Man kann das alles abtun und ungenügend finden, aber ich hätte dann schon die Gegenfrage, wie es denn anders gehen soll? Und wenn die Vorschläge dann, grob gesagt, auf die Rückkehr zur Pferdekutsche hinauslaufen, habe ich keine große Lust, dem zuzuhören. Es sind ganz andere Nüsse zu knacken. Die härteste ist die Dekarbonisierung, aber gleich dahinter kommt schon das Problem, wie die ökologische Transformation sozial verträglich und im demokratischen Rahmen zu organisieren ist.

Das wird schwer, weil »sozial verträglich« auch heißt, dass die meisten Menschen – auch die in Entwicklungsländern – auf Konsum und einen gewissen Komfort nicht verzichten wollen. Nicht vergessen: Die Gelbwestenbewegung in Frankreich entzündete sich an einer – ökologisch begründeten – Erhöhung des Benzinpreises, und sie trug zur Stärkung der politischen Ränder kräftig bei. Es wird also schwer. Aber die Arbeit läuft.

Um also die Eingangsfragen zu beantworten: Ich weiß so wenig wie alle anderen Menschen, ob »alles gut« wird, es haben aber alle Leute, die in diese Richtung arbeiten, meine volle Sympathie.
Ich bin folglich auch kein Optimist, weil Optimisten ja daran glauben, dass schon alles irgendwie gut wird. Das ist mir aber zu einfach. 

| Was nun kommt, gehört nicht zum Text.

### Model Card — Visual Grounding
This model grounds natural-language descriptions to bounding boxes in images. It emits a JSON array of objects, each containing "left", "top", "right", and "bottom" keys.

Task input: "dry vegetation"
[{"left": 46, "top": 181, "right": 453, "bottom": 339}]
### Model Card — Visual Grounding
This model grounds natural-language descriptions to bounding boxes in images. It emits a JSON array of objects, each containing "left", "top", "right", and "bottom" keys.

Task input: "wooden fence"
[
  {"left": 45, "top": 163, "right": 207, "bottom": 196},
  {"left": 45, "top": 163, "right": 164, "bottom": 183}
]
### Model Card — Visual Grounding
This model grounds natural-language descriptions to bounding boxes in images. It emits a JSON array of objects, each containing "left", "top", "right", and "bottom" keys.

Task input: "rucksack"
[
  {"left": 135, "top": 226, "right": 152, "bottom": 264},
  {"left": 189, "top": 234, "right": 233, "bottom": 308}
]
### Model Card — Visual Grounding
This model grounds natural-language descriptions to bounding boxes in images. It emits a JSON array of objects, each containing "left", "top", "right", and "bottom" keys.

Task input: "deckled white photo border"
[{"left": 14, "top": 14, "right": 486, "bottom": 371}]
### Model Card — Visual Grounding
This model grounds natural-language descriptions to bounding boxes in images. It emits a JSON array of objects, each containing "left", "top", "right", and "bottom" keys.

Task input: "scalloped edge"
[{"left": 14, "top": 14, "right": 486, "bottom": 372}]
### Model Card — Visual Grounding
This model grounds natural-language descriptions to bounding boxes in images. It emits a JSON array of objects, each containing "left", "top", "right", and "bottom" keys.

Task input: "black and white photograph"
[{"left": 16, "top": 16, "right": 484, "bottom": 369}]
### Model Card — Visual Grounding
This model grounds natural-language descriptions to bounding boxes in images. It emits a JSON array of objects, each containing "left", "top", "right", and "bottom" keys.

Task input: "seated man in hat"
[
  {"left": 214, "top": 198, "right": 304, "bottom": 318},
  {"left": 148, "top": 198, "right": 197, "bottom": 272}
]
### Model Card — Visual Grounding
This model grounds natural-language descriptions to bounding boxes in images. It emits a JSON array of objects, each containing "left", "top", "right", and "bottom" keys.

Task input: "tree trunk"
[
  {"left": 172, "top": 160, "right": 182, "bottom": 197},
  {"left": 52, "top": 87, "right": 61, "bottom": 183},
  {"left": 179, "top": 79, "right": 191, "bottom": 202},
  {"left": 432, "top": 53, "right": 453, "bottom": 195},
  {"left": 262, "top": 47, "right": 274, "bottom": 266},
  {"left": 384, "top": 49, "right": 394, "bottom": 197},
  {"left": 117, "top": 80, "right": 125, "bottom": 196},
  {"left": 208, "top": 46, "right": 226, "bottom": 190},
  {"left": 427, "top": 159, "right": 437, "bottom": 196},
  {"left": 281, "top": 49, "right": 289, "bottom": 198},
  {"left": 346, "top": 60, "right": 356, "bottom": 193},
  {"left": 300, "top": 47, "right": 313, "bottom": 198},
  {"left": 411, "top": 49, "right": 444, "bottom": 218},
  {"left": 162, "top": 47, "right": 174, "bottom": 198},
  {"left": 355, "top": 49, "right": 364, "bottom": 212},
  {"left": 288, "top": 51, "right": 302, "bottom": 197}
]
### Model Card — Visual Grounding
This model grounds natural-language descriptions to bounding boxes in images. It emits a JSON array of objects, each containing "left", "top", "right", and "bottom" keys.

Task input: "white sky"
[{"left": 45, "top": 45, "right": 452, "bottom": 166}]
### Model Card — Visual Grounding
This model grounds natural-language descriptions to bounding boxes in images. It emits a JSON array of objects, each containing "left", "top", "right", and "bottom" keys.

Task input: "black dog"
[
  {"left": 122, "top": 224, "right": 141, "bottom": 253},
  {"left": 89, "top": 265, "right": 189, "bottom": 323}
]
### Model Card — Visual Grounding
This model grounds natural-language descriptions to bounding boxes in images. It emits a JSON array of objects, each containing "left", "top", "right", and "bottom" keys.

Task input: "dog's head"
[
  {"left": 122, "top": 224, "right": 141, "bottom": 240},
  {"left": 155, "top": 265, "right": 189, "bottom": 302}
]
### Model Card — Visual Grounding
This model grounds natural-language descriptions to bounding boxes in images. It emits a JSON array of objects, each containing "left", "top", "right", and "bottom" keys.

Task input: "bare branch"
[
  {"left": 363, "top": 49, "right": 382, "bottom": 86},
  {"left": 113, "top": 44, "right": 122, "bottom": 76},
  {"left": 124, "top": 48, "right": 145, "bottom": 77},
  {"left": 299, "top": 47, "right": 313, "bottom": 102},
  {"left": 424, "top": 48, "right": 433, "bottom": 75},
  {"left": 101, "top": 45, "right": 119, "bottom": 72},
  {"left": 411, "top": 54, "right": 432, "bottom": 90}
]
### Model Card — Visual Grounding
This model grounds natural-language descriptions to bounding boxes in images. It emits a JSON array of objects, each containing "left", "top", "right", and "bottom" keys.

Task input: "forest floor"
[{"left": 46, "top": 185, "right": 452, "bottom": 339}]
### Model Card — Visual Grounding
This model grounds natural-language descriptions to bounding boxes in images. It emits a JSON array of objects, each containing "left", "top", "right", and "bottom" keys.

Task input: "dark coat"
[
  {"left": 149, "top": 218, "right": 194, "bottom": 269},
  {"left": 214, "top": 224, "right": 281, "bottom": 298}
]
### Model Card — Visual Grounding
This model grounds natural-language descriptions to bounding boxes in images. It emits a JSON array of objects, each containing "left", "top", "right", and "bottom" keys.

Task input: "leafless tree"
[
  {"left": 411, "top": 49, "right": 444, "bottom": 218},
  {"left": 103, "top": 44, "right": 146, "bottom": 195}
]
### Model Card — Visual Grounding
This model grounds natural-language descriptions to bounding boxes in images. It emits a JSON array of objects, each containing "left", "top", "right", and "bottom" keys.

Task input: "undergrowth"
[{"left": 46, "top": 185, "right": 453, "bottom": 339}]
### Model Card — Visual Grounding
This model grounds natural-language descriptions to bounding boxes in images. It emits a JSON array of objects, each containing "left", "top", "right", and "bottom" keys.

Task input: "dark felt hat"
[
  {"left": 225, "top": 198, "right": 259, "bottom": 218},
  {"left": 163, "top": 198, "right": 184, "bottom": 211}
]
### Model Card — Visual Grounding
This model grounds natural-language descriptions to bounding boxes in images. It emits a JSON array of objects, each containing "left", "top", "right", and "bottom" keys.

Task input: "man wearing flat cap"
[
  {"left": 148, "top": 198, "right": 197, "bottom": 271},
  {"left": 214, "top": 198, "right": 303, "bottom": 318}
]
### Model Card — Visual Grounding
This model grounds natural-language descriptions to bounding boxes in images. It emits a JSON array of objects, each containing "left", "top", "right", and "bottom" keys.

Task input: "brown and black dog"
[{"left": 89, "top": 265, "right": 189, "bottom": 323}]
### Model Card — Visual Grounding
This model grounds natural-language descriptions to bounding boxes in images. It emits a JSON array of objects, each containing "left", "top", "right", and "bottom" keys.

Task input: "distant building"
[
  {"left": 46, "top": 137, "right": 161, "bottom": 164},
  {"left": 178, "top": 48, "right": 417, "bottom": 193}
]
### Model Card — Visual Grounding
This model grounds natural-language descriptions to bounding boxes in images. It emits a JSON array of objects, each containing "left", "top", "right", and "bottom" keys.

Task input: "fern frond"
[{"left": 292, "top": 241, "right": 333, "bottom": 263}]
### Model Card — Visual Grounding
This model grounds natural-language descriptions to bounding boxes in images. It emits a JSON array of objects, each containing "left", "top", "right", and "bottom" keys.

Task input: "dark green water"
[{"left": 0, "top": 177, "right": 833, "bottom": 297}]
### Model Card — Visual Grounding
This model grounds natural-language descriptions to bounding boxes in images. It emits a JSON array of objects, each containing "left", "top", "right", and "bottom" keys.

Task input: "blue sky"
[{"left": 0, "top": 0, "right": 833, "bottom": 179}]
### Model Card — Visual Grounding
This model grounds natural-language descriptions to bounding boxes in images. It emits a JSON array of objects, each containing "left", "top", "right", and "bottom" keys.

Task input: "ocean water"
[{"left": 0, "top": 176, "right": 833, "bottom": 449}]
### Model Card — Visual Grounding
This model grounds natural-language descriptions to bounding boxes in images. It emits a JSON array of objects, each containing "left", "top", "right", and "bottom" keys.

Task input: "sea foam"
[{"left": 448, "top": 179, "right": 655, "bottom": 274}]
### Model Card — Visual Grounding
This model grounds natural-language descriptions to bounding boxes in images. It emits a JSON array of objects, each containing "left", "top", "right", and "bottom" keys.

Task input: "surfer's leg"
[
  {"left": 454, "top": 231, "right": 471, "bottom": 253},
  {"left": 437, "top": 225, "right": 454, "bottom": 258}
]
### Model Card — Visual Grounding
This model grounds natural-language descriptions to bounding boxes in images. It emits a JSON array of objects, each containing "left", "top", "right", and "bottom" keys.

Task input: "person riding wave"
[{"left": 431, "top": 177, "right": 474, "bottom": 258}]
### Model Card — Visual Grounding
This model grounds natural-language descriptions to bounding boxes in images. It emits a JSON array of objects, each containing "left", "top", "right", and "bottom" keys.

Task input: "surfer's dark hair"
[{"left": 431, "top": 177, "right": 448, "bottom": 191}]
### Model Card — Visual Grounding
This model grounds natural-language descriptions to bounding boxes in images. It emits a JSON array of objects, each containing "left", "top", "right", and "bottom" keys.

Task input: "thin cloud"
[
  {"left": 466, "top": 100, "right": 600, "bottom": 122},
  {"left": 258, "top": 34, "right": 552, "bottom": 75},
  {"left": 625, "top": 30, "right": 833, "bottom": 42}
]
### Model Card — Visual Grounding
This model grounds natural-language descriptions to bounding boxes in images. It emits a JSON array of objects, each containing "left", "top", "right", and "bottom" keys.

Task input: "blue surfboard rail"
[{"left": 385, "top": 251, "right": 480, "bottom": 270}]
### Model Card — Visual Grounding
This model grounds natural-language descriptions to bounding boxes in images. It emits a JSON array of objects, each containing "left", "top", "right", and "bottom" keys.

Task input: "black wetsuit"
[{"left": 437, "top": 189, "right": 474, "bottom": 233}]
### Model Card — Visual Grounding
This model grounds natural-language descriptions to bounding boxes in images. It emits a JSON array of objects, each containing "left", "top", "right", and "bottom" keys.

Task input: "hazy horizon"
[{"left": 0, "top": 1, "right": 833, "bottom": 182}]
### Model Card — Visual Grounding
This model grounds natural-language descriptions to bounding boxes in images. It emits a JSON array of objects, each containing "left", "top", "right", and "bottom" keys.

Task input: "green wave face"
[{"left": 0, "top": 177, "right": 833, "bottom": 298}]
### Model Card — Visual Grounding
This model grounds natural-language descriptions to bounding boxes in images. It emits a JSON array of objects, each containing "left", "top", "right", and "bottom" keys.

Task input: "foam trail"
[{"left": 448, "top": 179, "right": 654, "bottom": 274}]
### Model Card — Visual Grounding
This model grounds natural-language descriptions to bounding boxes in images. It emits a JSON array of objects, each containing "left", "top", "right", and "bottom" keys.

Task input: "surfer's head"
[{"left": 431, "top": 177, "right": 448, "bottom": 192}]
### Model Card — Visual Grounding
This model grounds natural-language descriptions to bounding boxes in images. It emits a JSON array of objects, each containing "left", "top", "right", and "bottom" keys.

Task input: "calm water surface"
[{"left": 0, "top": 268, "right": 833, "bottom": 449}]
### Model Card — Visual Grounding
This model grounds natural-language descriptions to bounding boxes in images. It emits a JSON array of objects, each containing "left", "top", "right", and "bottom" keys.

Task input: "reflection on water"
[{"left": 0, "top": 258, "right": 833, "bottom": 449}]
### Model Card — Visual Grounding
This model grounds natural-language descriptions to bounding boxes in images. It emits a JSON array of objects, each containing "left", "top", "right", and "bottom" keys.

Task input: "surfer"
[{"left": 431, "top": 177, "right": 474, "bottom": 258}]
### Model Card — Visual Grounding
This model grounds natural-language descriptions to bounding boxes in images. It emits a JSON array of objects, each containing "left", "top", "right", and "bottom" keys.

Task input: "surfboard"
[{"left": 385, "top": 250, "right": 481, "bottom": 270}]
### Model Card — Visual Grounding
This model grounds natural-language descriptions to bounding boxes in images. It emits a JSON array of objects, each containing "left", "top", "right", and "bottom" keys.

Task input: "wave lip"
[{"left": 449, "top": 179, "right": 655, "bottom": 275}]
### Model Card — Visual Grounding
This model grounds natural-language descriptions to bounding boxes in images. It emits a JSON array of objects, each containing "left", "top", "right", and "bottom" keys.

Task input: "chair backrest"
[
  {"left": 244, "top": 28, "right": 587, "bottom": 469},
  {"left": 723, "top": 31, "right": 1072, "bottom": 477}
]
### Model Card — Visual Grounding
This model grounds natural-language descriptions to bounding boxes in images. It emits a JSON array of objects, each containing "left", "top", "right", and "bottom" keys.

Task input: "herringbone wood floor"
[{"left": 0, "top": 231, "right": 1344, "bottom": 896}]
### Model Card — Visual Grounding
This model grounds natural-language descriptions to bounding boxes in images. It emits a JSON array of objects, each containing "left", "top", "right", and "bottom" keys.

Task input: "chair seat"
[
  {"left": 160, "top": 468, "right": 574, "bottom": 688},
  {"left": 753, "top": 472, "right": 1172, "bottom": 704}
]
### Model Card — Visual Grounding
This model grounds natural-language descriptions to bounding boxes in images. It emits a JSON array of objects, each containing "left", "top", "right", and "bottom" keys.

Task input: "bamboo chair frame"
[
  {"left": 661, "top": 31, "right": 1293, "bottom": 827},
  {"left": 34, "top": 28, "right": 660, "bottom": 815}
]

Es braucht Zuversicht, das schon,
einen Glauben an die Möglichkeit des Gelingens,
und ich wüsste auch gar nicht, wie man ohne ihn leben sollte. 


Und dem schlauen Schreiber, der angeblich in meiner Welt leben will, rate ich davon ab: Es ist nämlich deutlich mühsamer, aus guten Gründen nicht zu verzweifeln, als ständig den Untergang an die Wand zu malen.